A hoarder is someone who finds it extremely difficult to part with their possessions. They tend to store their things in a disorganised manner and are reluctant to declutter.
The reason behind hoarding
The most common explanation as to why people hoard is because they believe they will need their items at some stage in the future. The items can be of financial or sentimental value to the owner, which makes it increasingly difficult for them to be separated from their possessions. The reason they find it so difficult is because the thought of throwing things away brings on a great deal of stress, anxiety and distress. Their strong need to save their things overwhelms them and whilst some people realise they may be “hoarders,” many individuals have no idea and are, therefore, reluctant to seek help.
Excessive hoarding is known as a mental disorder. Many people believe it to be a symptom of Obsessive Compulsive Disorder (OCD) and according to Psychology Today, the International OCD Foundation estimates that “one in every 50 people struggles with severe hoarding.

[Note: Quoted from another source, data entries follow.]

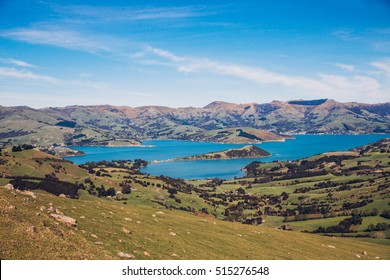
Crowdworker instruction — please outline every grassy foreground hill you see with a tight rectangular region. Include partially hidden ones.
[0,140,390,259]
[0,188,390,259]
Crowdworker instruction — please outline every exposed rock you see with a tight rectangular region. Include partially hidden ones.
[27,226,38,233]
[50,213,77,227]
[21,191,37,198]
[118,252,134,259]
[4,184,14,191]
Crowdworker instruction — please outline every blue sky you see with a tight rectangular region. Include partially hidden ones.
[0,0,390,108]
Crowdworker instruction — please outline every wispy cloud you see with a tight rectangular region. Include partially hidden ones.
[336,63,355,72]
[0,67,60,84]
[53,5,215,22]
[0,27,115,53]
[370,59,390,78]
[0,24,390,103]
[0,58,36,68]
[0,67,111,91]
[141,44,387,94]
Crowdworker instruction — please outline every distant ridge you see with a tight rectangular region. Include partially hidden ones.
[0,99,390,146]
[288,99,328,106]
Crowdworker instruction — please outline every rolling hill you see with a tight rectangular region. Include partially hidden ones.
[0,139,390,259]
[0,99,390,150]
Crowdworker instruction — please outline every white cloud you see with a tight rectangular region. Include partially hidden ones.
[320,74,380,92]
[0,58,35,68]
[0,67,60,84]
[146,46,186,62]
[336,63,355,72]
[0,27,114,53]
[370,59,390,77]
[54,5,215,22]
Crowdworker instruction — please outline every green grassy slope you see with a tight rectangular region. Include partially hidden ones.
[0,188,390,259]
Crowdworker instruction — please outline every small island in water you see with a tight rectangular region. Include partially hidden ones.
[174,145,271,161]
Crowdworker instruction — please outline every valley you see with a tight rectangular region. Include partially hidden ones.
[0,139,390,259]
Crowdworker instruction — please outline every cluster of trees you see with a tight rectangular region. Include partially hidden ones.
[84,178,116,197]
[313,215,363,233]
[364,223,390,232]
[10,174,83,198]
[79,159,148,174]
[12,144,34,152]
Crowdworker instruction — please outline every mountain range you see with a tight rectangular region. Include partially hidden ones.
[0,99,390,146]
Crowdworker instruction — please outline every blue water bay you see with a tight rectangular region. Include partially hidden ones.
[66,134,390,179]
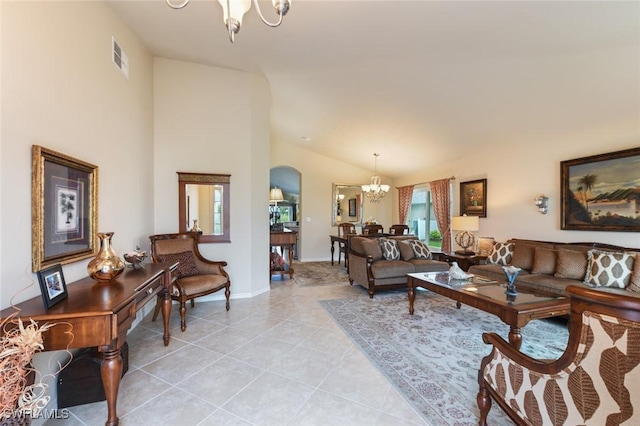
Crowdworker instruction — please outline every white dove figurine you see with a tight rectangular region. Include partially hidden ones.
[449,262,473,280]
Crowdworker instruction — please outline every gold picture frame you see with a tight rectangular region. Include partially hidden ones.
[31,145,98,272]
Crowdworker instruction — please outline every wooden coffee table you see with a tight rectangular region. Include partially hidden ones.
[407,272,569,349]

It’s estimated that about one in four people with OCD also are compulsive hoarders”.
Hoarding disorder is quite a serious condition and often leads to hoarders having to live in extremely cramped spaces, often unable to enter certain rooms in their own home due to the sheer mass of things stored. It has been proved that hoarding is linked to other psychological disorders including anxiety disorders, hyperactivity, depression and even alcohol abuse.

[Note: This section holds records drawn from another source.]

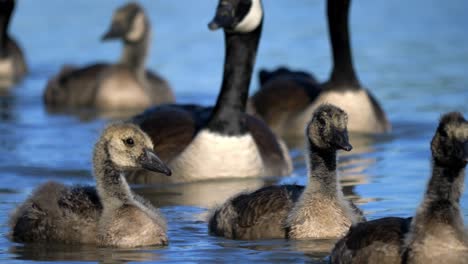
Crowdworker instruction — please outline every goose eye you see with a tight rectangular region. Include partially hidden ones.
[124,138,135,147]
[317,116,326,127]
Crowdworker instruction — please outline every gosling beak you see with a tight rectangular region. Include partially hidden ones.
[335,131,353,151]
[138,149,172,176]
[208,1,234,31]
[101,23,125,41]
[463,141,468,162]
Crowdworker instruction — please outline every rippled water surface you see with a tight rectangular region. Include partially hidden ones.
[0,0,468,263]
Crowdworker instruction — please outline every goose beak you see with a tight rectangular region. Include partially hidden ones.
[335,131,353,151]
[208,1,234,31]
[138,149,172,176]
[101,23,125,41]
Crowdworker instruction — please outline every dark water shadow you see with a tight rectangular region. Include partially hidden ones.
[132,178,277,208]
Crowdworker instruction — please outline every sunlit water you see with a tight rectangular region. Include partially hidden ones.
[0,0,468,263]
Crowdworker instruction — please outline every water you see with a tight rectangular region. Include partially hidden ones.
[0,0,468,263]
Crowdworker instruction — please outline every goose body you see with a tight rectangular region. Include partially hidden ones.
[128,0,292,182]
[44,3,174,110]
[10,124,170,247]
[250,0,391,137]
[331,113,468,264]
[209,105,364,239]
[0,0,27,88]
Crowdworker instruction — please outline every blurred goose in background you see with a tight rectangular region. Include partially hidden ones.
[44,3,174,113]
[0,0,28,89]
[248,0,391,140]
[10,124,171,247]
[331,112,468,264]
[208,105,365,239]
[129,0,292,183]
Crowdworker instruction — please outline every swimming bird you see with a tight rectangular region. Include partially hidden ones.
[208,104,364,239]
[44,3,174,111]
[129,0,292,183]
[10,124,171,247]
[249,0,391,138]
[331,112,468,264]
[0,0,28,88]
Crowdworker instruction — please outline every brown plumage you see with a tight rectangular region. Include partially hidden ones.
[331,113,468,264]
[208,105,364,239]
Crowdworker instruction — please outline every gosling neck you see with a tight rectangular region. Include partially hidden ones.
[327,0,360,89]
[0,10,12,58]
[305,139,341,199]
[120,32,151,78]
[416,161,465,225]
[93,142,133,208]
[207,22,263,136]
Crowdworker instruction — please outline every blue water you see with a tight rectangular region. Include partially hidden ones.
[0,0,468,263]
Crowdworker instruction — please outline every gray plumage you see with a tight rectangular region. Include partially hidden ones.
[331,113,468,264]
[208,105,364,239]
[0,0,28,89]
[44,3,174,111]
[10,124,170,247]
[248,0,391,136]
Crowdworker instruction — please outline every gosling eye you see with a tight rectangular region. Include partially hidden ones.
[123,138,135,147]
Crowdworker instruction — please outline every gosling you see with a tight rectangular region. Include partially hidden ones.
[10,124,171,247]
[208,104,364,240]
[331,113,468,264]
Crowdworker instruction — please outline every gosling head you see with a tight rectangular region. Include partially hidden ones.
[208,0,263,33]
[102,3,149,43]
[99,124,171,176]
[431,112,468,168]
[306,104,353,151]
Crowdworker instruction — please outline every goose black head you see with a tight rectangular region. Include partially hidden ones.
[208,0,263,33]
[101,124,171,176]
[431,112,468,167]
[102,3,149,43]
[306,104,353,151]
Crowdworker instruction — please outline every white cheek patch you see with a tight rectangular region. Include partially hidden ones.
[127,12,146,41]
[234,0,263,33]
[447,124,468,140]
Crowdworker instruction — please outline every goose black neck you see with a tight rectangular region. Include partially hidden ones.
[0,7,12,58]
[308,140,338,196]
[327,0,359,87]
[207,23,262,136]
[120,34,150,76]
[425,161,465,204]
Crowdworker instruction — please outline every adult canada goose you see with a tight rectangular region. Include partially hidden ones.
[0,0,27,88]
[126,0,292,182]
[44,3,174,110]
[208,105,364,239]
[331,113,468,264]
[249,0,391,136]
[10,124,171,247]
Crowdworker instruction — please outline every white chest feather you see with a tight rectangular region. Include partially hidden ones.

According to Psychiatry.org, “symptoms of hoarding, such as difficulty discarding items, usually start during teenage years. The average age at onset of first symptoms is 13”. The site also states that hoarding tends to be chronic, “becoming more severe over decades” and that “early recognition, diagnosis, and treatment are crucial to improving outcomes”.
The actual cause of the hoarding disorder is technically unknown, however, it is thought of by experts as being associated with brain injuries, neuropsychological performance and genetics. A traumatic experience can also trigger the condition.
There are two methods of treating a hoarding disorder. The first is through the right medication and more often than not, anti-depressants are used because they are thought to be the most effective approach to treating the disorder.
The second type of treatment is referred to as CBT, otherwise known as cognitive behavioural therapy. This is the process whereby a gradual approach is taken to help hoarders learn to “let go” of their possessions. This is thought to help reduce their need to save things whilst opening them up to the ability to dispose of items.